The pioneering work undertaken by Dibb across the landscape of the television documentary format operates at the forefront of radical, intellectual ideas combined with a startling facility for empathetic storytelling. Diverse by nature, Dibb’s work has traversed the fields of post-colonial literature, improvisatory jazz, and the very nature of concepts such as creativity and play, while always remaining grounded in everyday experience.
His portrait films feature figures as diverse as A.S. Byatt, Salvador Dali, Miles Davis, Stuart Hall, David Hockney, Keith Jarrett, C.L.R. James, Elmore Leonard, Federico García Lorca, Edward Said and Barbara Thompson.
Further details on Dibb’s films can be found here.

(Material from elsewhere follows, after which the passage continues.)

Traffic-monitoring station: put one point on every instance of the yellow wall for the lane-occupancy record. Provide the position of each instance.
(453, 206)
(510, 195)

Now in his 80th year, and completing a new multi-dimensional work about art and resilience in the cruel US lockdown of long-term solitary confinement, he is a truly collaborative and engaged maker, whose commitment and humane attention are as wide-ranging as his curiosity. Dibb’s films showcase a dynamic and nimble mind at work, consistently in pursuit of meaning in a manner which is never dogged but always exhilarating.
This comprehensive online retrospective offers global audiences a rare opportunity to encounter the work of a maker for whom culture and society, art and life are indivisible. It is dedicated to the memory of Louis Benassi (1961-2020), film-maker, comrade, friend.